Si quieres seguir mejor la historia, te aconsejo que por favor leas la primera entrega
Cuando cumplí mi primera semana de vida no pensaba en nada más que en jugar y divertirme con mis hermanos. En ese entonces pensaba que todo sería felicidad, ¡qué ingenuo era!
Aunque también es cierto que cómo podría haber sabido de antemano que la vida me traería tanta amargura y desilusión.
No te he dicho que yo fui el último en nacer y, no sé por qué, también el más pequeñito, y que por esa razón generalmente me tocaba mamar cuando ya las tetas de mi pobre madre no tenían casi nada más para dar. Eso fue haciendo que mi pelaje y mi aspecto se fueran quedando atrás en donaire y bonitura con respecto a los de mis hermanos.
En ese momento no me importaba (la verdad es que nunca me importó, siempre y cuando ellos se vieran geniales, al fin y al cabo eran mis hermanos), pero con cada día que pasaba me tocó aprender a mirar cómo a ellos los cargaban, los besaban y acariciaban, y a mí me iban dejando atrás, en el rincón en el que sin saber entonces por qué, me fui recluyendo para tratar de convencerme a mí mismo de que aquel desinterés se debía simplemente a que allí no lograban verme.

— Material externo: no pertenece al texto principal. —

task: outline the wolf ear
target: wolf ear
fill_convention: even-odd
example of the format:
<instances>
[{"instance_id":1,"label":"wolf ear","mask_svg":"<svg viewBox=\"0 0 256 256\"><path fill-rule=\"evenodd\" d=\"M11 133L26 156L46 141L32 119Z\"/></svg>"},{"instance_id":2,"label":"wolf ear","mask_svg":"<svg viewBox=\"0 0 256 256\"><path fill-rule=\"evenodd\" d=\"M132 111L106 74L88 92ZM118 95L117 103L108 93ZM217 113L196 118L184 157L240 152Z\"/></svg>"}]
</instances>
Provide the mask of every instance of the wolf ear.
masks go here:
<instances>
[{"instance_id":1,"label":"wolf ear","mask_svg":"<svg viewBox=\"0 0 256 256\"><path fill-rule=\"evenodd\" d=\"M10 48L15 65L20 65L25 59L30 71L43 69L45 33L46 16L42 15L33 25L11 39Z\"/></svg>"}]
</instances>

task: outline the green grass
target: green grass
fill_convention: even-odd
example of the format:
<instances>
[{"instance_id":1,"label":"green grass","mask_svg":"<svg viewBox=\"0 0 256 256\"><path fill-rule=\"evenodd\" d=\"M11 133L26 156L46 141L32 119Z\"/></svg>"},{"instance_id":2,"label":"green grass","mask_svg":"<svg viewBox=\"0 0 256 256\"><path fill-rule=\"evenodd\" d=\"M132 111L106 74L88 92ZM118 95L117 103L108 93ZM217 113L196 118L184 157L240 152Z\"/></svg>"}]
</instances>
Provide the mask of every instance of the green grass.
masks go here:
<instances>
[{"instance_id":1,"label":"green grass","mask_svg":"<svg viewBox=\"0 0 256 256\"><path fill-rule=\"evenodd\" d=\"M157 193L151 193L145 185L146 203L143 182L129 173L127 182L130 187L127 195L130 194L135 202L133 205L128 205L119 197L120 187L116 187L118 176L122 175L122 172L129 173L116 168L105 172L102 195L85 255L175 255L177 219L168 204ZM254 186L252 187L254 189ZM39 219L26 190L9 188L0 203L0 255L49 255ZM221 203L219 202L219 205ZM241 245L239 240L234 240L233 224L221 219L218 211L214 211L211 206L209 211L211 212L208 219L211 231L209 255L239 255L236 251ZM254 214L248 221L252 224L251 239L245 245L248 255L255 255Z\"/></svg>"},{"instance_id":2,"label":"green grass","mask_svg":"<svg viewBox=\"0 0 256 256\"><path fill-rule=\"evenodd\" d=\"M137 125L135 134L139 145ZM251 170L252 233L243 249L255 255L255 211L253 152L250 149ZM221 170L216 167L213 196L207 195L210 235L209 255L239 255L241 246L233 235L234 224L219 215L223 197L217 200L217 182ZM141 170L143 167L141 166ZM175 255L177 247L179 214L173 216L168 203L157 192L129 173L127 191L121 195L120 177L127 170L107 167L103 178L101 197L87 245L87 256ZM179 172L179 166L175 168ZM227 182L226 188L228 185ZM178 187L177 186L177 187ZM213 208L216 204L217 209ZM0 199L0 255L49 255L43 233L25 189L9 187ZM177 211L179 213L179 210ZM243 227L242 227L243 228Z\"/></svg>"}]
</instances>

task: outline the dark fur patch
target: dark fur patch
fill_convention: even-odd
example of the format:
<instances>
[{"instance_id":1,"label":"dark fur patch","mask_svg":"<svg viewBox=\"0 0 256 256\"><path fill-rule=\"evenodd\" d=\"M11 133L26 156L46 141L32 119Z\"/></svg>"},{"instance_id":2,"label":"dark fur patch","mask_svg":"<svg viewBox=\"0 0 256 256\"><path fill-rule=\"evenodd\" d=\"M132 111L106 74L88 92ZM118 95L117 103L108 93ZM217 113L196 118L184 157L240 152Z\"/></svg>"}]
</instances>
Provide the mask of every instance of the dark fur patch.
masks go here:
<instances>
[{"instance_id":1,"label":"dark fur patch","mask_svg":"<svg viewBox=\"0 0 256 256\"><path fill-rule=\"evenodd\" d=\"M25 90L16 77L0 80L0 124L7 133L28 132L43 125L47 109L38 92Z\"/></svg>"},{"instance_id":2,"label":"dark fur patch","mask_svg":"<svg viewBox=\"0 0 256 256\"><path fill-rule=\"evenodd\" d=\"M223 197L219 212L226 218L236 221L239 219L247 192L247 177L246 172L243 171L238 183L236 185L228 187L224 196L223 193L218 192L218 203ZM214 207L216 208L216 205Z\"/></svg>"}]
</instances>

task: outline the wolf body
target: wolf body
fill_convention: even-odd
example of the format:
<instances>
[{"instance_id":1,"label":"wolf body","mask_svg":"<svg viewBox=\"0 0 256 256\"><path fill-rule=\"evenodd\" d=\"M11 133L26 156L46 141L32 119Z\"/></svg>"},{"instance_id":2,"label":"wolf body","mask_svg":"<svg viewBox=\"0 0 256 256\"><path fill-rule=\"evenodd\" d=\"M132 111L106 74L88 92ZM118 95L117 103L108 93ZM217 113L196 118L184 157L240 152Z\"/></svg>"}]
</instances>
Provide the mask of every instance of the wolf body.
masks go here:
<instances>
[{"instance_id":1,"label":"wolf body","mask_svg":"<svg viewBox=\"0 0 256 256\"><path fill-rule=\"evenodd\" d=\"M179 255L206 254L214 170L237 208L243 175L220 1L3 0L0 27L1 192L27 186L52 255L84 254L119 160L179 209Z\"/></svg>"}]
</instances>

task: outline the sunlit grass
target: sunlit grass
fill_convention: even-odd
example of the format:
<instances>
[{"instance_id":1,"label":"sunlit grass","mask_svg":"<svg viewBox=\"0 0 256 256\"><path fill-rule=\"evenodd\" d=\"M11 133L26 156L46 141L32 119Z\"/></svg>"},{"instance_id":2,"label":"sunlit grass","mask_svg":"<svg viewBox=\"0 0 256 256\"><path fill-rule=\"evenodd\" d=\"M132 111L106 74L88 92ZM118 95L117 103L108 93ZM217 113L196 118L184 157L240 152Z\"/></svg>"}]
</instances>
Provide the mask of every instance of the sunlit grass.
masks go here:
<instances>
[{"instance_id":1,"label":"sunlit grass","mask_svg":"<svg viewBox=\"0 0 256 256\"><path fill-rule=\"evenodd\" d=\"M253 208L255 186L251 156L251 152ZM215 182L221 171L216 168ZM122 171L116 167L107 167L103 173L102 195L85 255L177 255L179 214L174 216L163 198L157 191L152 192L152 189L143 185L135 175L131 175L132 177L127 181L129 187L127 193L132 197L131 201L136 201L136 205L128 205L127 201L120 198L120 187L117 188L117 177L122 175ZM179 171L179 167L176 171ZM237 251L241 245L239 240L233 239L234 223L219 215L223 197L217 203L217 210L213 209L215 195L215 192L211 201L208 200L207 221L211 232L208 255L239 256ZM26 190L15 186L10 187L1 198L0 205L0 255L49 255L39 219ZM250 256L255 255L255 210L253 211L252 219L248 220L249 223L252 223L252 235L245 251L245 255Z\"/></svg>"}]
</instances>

Y aprendí a ser feliz con la felicidad de los demás, a chupar de sus risas la sabia para mis propias risas, a robarme la expresión dibujada en sus caras para ponerla en la mía. Aprendí a sonreír para que otro fuera feliz aún a pesar de mi propia felicidad.
A veces los recuerdos duelen.
El tic-tac del reloj sigue marcando la irremediable cuenta regresiva hacia mi final...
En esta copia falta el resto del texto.